Currently I’m reading this book: At the Existentialist Cafe, by Sarah Bakewell.

My current book

I am struggling to put this book down. It has become my bible of the moment. I first came across it when it was in hardback. I saw it in Waterstones. I picked it up. I put it down. I picked it up again. I put it down again. I left the shop. Then I encountered a reference to it on Twitter last week. Someone I follow on Twitter was about to read it. I saw that as a sign. So I decided to buy it. I’m so pleased I did. I believe in signs. It came at the right time for me to read it.

Today, a piece of text I read in this book included this question: can art save us from the chaos of life?

This is a really good question, which I have been pondering ever since I read it. So I ask here: can art save us from the chaos of life? Art in this sense includes drama, film, fine art, performance, literature and poetry. Basically, ‘art’ here is anything creatively enjoyed or creatively persuaded. 
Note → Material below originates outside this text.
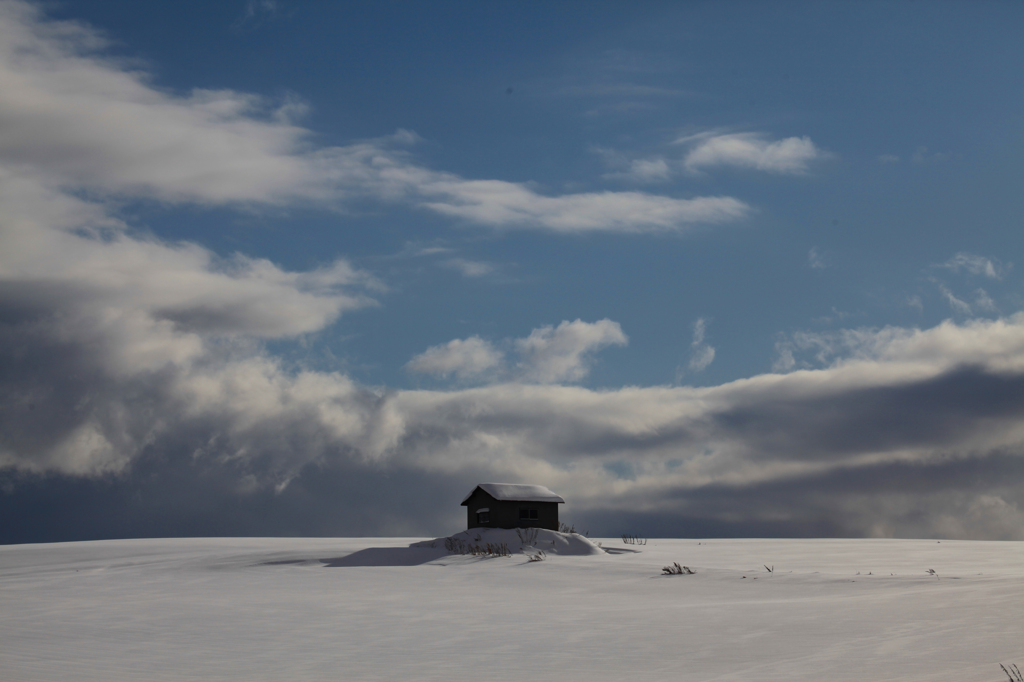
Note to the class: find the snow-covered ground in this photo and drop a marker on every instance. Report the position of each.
(374, 608)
Life is chaotic. That’s a truism. We all feel the emotional highs and lows of just living. Life can be exhausting. But, the question is, can turning to art, help us get through those highs and lows? The ‘us’ here is you, me, the man next door, John Snow, the postman and the man I walked past earlier today. To me, the answer is obvious.

There is another dimension to this question: can art save us from the chaos of life? This time, I mean the chaos of the macro: politics, economics and society. Can art save us from that chaos as well? ‘Us’ here being the wider definition of the term: the community ‘us’ which includes me, the man next door, John Snow, the postman and the man I walked past earlier today. Art has got this particular ‘us’ through many a prickly situation before, world wars, dictatorships, civil wars, famine, earthquakes and the like. So surely the answer is again a resounding ‘yes’. 

In 1966, Saul Bellow talked about the role of art in the midst of chaos: Art has something to do with the achievement of stillness in the midst of chaos…Art has something to do with an arrest of attention in the midst of distraction.’

Oscar Wilde, was also of this persuasion: ‘The temperament to which art appeals…is the temperament of receptivity. That is all.’

Oscar Wilde with his pussy cat

For me, when I am feeling the chaos of my life taking over, I feel compelled to read, paint or draw. Reading helps the least, painting the most. However, for me, the relief is deep yet it is fleeting. When I stop, the chaos returns. Sadly, I can’t just paint. I have to earn a living. Art is my drug of choice but it stays in my bloodstream just but a moment.

As for the wider chaos of life, I firmly believe that art will save us every time, whatever is thrown at ‘us’. The anxieties and paranoias which every generation views as unique to its era are anything but. However, there are ebbs and flows. Whenever the political system gets out of hand, when it turns uncanny and when the balance is out, artists draw, paint and write. They do so in the face of opposition. They do so with a greater awareness of what they are fighting against and in greater quantity. They can’t help themselves. This art, I think, stays in the bloodstream for longer than the fleeting moment. It sticks.

This is a good thing.

Keep creating, people. I could not conduct my life without art, I am sure of that. So even in the face of an outer adversity, as well as my own inner turmoil, I will keep going.